É óbvio que toda obra clássica deve ser contextualizada, porque textos assim são espelhos de um passado que nos influencia de modo determinante. Para compreender um clássico, é preciso mergulhar nele e conhecer o repertório que o engendrou. No entanto, o que muda essencialmente de nossa leitura de Voltaire quando conhecemos seu lado antissemita? O que muda quando sabemos que Picasso atormentou sua amante Dora Maar para ter um modelo de sofrimento para sua obra-prima Guernica?

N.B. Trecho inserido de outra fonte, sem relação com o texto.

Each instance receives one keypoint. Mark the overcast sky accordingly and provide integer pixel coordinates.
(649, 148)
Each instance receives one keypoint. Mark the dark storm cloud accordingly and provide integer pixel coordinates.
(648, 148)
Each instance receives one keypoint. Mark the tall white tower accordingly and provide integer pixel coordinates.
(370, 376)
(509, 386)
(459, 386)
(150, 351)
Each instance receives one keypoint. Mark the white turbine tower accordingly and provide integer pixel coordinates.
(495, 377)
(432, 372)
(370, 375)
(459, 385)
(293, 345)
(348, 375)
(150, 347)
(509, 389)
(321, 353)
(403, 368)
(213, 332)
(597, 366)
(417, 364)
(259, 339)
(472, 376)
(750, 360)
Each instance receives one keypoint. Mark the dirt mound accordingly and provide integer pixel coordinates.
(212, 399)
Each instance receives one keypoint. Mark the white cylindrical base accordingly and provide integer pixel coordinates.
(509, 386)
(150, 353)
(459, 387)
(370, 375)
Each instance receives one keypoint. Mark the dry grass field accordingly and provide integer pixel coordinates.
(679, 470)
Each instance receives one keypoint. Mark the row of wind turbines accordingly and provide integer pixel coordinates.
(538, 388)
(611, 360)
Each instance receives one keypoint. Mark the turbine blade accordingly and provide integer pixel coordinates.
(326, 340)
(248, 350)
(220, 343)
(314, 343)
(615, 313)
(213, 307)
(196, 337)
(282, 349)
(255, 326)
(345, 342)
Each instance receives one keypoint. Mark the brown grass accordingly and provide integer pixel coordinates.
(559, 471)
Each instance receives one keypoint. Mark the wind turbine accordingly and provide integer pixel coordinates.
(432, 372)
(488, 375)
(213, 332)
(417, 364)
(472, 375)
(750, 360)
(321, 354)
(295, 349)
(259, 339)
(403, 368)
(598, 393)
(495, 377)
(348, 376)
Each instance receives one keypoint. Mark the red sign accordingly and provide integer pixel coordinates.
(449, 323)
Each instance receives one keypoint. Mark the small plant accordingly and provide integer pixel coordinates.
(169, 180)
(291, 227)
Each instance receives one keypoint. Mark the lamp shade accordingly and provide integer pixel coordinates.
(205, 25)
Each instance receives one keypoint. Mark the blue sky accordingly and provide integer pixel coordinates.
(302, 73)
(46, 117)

O que muda quando lemos que o Padre Antônio Vieira, talvez o mais importante orador em língua portuguesa, considerava a escravidão uma dádiva para os negros, porque os havia tirado da condição de gentios na África?
Desse modo, a contextualização de Lobato deve ser feita sim, mas não por um militante do politicamente correto, preocupado em defender os "53% dos brasileiros que se consideram negros", e sim por quem trate o texto como documento de uma época e explore sua riqueza para conhecermos melhor o mundo contraditório em que vivemos.
Se Lobato só puder circular com um "disclaimer" sobre seu racismo, então sugiro que a Bíblia seja sempre acompanhada de um aviso no qual se leia: "Esta obra faz apologia da escravidão e da sujeição feminina".